Formel 1:Knattern in der grünen Prärie

F1: Grand Prix der USA - Training

Blick vom Turm über ein plattes Land: Moderne Tribünen, Parkplätze und eine Asphaltschlange – das ist der Circuit of the Americas in Austin/Texas.

(Foto: Darren Abate/dpa)

Die Rennserie versucht seit Jahrzehnten, sich in den USA zu etablieren. Ein US-Pilot würde Aufschwung geben.

Von Philipp Schneider, Austin

Der freundliche Texaner mit dem grau melierten Oberlippenbart ist nicht völlig überzeugt von dem Gedanken, die zwei Reporter aus Deutschland auf den schönen Turm steigen zu lassen. Der Texaner steht ja nicht grundlos da, sondern um den Turm zu bewachen. Tagelang hat es geregnet in Texas. Und wenn es tagelang so stark regnet in Texas, dass die Behörden eine Flutwarnung aussprechen, dann sind die 419 Stufen, die hinaufführen bis zur Aussichtsplattform in 77 Metern Höhe, rutschig wie Seifenlauge. Man wolle, hält man dem fürsorglichen Texaner entgegen, eine schöne Geschichte über seinen schönen Turm schreiben. Weswegen man dringend hochklettern müsse. Okay, sagt also der noch immer nicht völlig überzeugte Texaner, der ziemlich so aussieht wie jener Cowboy, der im Film "The Big Lebowski" permanent an der Bar sitzt und die Geschichte vom Dude erzählt. Unter einer Bedingung: Wenn es blitzt, solle man schnell wieder runterkommen. Großes Ehrenwort.

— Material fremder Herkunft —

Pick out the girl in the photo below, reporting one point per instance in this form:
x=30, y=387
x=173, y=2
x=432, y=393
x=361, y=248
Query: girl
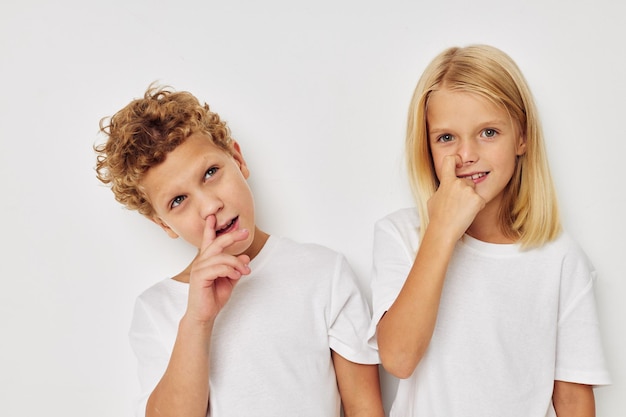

Oben angekommen begreift man, dass Texas auch nicht anders aussieht als Holland. Nur flaches Land. Viel grüne Prärie. Und auf einem Parkplatz, der sich hier an die Strecke schmiegt, wimmelt es von Wohnmobilen. Dass Texas doch anders ist als Holland, dämmert einem erst angesichts der unglaublichen Weite, die den Turm in allen Himmelsrichtungen umgibt. Weit und breit ist gar nichts. Wirklich nichts als grüne Prärie. Selbst die nahegelegene Stadt Austin ist gerade so weit entfernt, dass sie am Horizont im trüben Dunst des Herbstes verschwimmt. Unter einem liegt nur die Rennstrecke. Moderne Tribünen, sehr viele Parkplätze, dazu die Asphaltschlange mit einer interessanten Kurve nach dem Start. Das ist der Circuit of the Americas. Ja, im Plural. Ist kein Grammatikfehler. Plural nicht etwa, weil der Präsident der USA sein Land gespalten hat in Menschen, die ihn gewählt haben und jene, die ihn ertragen müssen. Sondern weil hier die Zuschauer aus Nord- und Südamerika hinströmen sollen. Weil die Formel 1 endlich ankommen möchte in den USA, so richtig, das ist noch immer die Idee. Erst recht, seit sie vor eineinhalb Jahren vom amerikanischen Unterhaltungskonzern Liberty Media gekauft wurde.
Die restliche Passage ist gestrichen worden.